Fungus
Bipolaris is a dematiaceous filamentous fungus. It is cosmopolitan in nature and is isolated from plant debris and soil. Bipolaris can infect both immunocompetent and immunocompromised host. Bipolaris is one of the causative agents of phaeohyphomycosis. The clinical spectrum is diverse, including allergic and chronic invasive sinusitis, keratitis, endophthalmitis, endocarditis, endarteritis, osteomyelitis, meningoencephalitis, peritonitis, otitis media (in agricultural field workers) and fungemia as well as cutaneous and pulmonary infections and allergic bronchopulmonary disease. Bipolaris can infect both immunocompetent and immunocompromised host.

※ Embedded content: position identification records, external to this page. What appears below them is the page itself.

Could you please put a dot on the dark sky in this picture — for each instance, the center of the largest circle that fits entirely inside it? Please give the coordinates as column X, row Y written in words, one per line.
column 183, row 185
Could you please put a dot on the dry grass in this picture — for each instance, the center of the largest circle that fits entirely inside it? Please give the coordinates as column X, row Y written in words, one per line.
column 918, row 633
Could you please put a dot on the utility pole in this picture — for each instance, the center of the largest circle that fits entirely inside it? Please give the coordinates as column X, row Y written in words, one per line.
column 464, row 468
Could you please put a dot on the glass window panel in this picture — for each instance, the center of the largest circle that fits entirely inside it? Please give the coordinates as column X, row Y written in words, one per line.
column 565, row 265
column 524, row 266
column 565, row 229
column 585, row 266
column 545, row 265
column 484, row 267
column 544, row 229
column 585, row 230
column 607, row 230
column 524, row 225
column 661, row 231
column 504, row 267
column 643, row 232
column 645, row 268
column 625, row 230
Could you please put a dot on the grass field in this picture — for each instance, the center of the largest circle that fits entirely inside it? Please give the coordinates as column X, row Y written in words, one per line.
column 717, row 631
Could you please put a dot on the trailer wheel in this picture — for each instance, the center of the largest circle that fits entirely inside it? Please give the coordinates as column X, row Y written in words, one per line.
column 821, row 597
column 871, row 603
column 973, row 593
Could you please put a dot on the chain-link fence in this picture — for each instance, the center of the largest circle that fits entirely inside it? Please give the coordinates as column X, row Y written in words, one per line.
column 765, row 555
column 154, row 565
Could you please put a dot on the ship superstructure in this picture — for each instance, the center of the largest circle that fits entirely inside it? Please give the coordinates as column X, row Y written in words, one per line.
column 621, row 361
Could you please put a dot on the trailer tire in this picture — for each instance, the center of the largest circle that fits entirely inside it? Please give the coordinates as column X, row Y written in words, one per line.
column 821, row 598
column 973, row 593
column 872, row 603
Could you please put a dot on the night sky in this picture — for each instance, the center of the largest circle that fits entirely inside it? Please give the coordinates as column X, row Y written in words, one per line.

The hyphae are septate and brown. Conidiophores (4.5-6 µm wide) are brown, simple or branched, bending at the points where each conidium arises from. The conidia, which are also called poroconidia, are 3- to 6-celled, fusoid to cylindrical in shape and are light to dark brown in color.
Amphotericin B and ketoconazole are used in treatment of Bipolaris infections. Surgical debridement may be indicated in some cases, such as sinusitis
The photomicrograph above has the indicator pointed at one of the typical poroconidia which is attached to it‘s conidophore from where it has branched off the hyphae. It is of a wet preparation stained with Lactophenol Cotton Blue and viewed under x800.